Купцова Ольга Николаевна
МГУ им. М.В. Ломоносова, к.ф.н., доцент.
okouptsova@yandex.ru
 
Аннотация: Статья посвящена одному из аспектов деятельности Мейерхольда-теоретика драмы и театрального педагога: опровержению устоявшегося мнения о пушкинской драме как «драме для чтения». Сценичность Пушкина была открыта режиссером через западноевропейский контекст: древнегреческую трагедию, Шекспира, испанскую драму (Лопе де Вега, Кальдерон). В течение двадцатилетнего периода (с 1910 г. по конец 1920-х гг.) имя Пушкина было последовательно связано для Мейерхольда с важнейшими понятиями его собственной театральной практики: «условным театром», «нелитературным театром» (театром действия), «сценическим гротеском», «балаганом», «монтажом аттракционов». Своим ученикам Мейерхольд предлагал драматургию Пушкина как тексты, на которых должно происходить воспитание актера-гистриона, актера-биомеханиста, театрального режиссера и художника.
 
Ключевые слова: Пушкин, Мейерхольд, Шекспир, Кальдерон, сценичность, гротеск, условный театр, «театр действия», балаган, монтаж аттракционов.
 
Olga Kuptsova
 
Discovering Pushkin: Pushkin’s dramatic works in Meyerhold’s theory and theatre pedagogy in 1910s and 1920s.
 
Abstract: As a drama theorist and theatre pedagogue, Meyerhold “discovered” the stageability of Pushkin’s dramas and refuted the claim that they are “the dramas to be read”. The stageability of Pushkin’s dramas was discovered by Meyerhold because of the theatrical and literary examination of Pushkin’s dramatic technique through the west-european context (Shakespeare, ancient Greek tragedies, classic Spanish dramas etc.). During more than ten years (1910-1920) the name of Pushkin was connected in series with own terms of Meyerhold’s theatre work as “uslovnyi teatr”, non-literary theatre (“the theatre of action”), scenic grotesque, balagan (buffoonery).
 
Key-words: Pushkin, Meyerhold, Shakespeare, Calderon, stageability, “the theatre of action”, scenic grotesque
 
В 1936 году, приступая к репетициям «Бориса Годунова», в беседе с труппой Вс. Мейерхольд сказал: «Я проследил все свои работы с 1910 года и увидел, что все это время всецело находился в плену режиссера-драматурга Пушкина»1. Как известно, «Борис Годунов» Пушкина (в драматической, а не оперной версии) и «Гамлет» Шекспира — главные неосуществленные театральные мечты режиссера.

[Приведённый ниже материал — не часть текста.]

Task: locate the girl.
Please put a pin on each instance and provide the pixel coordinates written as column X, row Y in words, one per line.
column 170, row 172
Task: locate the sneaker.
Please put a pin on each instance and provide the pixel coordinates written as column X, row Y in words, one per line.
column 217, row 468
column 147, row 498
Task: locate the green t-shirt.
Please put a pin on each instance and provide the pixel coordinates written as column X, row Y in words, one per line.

Но в данной статье речь пойдет не об осуществленных или задуманных постановках Мейерхольда по пушкинской драматургии, но о том «плене», в котором находился в 1910-1920-е гг. Мейерхольд, теоретик театра и педагог, у Пушкина, теоретика и практика драмы. О той личной пушкинской «мифологии», которая формировала в нем режиссера и, не в меньшей степени, педагога. А.К. Гладков, летописец ГосТИМа в 1930-е годы, свидетельствовал, что режиссер часто ссылался на высказывания Пушкина о драме и театре «в своих докладах, лекциях и в текущей репетиционной работе, всегда легко и наизусть приводя самые длинные цитаты из пушкинских заметок “О народной драме” и из разных писем. Однажды В.Э. сказал, что хотел бы на фронтоне нового здания своего театра высечь слова Пушкина: “Дух века требует важных перемен и на сцене драматической”»2. Большое количество и более ранних высказываний Мейерхольда о Пушкине (устных и письменных) подтверждают слова Гладкова об интересе Мейерхольда к Пушкину-теоретику3.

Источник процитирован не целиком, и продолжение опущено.